This was a deep learning competition submission in Fall 2021. It includes:
- Code for supervised and contrastive-loss based self-supervised CNN training
- Multiple architectures: ResNet, U-Net, and custom CNNs
- A variety of data augmentation techniques
- Hyperparameter optimization (BOHB) for:
- Optimizer choice
- Learning rate schedule
- CNN architecture
- Data augmentation
- Loss function
The model was only trained on the data present in this repository and performed on par with transfer learning from pre-trained resnet models on the held-out dataset, achieving third place. The rest of this repository has not been modified in the last 3 years.
Samir Garibov.
The main models used during training are:
SkipModel(main model architecture trained - A similar model to resnet with skip connections)USkipModel(for self-supervised learning attempt),TransferSkipModel(for adaptingUSkipModeltoSkipModel)

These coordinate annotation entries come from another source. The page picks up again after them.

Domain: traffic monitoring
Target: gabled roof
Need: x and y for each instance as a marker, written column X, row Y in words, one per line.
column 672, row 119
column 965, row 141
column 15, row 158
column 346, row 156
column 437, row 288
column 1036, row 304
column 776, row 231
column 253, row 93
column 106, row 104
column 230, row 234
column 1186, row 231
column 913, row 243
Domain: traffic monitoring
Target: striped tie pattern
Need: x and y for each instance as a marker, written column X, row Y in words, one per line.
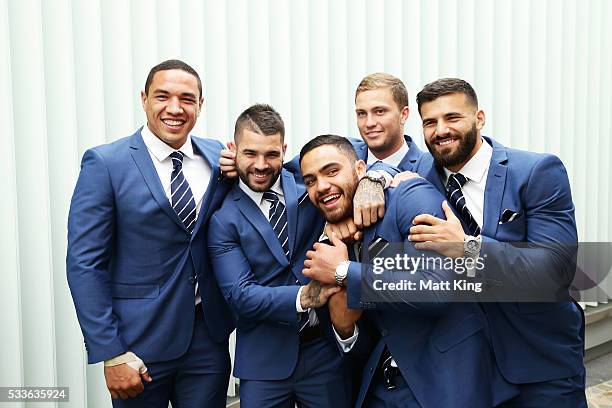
column 457, row 200
column 182, row 200
column 278, row 219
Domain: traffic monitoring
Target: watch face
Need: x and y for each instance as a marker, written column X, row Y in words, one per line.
column 472, row 245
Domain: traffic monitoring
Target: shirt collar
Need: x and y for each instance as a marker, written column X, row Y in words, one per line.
column 477, row 166
column 159, row 149
column 394, row 160
column 257, row 196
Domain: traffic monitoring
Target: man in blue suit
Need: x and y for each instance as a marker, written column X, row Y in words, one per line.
column 430, row 354
column 286, row 353
column 507, row 195
column 137, row 263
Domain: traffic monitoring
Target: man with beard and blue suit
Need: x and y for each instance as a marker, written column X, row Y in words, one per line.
column 430, row 352
column 286, row 352
column 137, row 264
column 504, row 195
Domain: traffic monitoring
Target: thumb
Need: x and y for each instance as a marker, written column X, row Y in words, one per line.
column 335, row 240
column 448, row 212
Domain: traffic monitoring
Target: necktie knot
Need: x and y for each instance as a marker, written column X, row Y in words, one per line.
column 271, row 196
column 456, row 179
column 177, row 158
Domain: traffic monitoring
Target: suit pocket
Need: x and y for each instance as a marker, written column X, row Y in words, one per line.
column 539, row 307
column 452, row 336
column 125, row 291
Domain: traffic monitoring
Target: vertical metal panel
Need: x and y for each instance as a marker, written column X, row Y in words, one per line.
column 11, row 354
column 32, row 173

The main training is done in the pipeline.py file which has three different steps:
- Self Supervised pretraining
- Hyper-parameter search with BOHB and hpster /or/ custom HPO
- Final Training with all the data for the best hyperparameters
Unfortunately, I was unable to run BOHB to termination with 22 iterations, on tfpool computers since they restart every night at 03:10. This knowledge costed me 2 nights of interrupted runs, therefore I didn't have enough time to try BOHB with less iterations and still be effective. However, I extracted (manually copied from terminal:\ ) some of the best parameters from my last BOHB run, and included sensible modifications of some in my custom HPO, which is just running 3 configurations with the highest budget. (In a way BOHB was used for insight for best schedulers).

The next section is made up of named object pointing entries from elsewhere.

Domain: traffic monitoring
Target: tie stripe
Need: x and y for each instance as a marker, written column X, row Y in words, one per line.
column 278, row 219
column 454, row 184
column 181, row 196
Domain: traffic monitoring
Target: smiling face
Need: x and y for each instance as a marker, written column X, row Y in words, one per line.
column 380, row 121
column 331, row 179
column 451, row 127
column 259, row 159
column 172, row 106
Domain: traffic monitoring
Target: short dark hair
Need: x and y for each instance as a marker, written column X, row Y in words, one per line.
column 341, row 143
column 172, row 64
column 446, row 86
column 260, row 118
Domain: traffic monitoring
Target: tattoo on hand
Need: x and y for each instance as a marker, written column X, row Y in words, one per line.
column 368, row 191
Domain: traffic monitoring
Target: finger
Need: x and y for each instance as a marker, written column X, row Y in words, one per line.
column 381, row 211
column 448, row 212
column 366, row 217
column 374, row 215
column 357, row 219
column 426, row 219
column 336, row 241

Since src.pipeline was interrupted after pretraining was completed, in my last run I skipped the pretraining and just used the defaults, in case you want to train it from scratch, You'll need to set --ssl_run parameter to SSL
The reason main.py is so complicated is because I used it for everything during the whole process and wrote both pipeline and hpster workers as a wrapper around it. Hope this explanation would be helpful to understand what is going on. Again I'm sorry that I don't have enough time to refactor the code.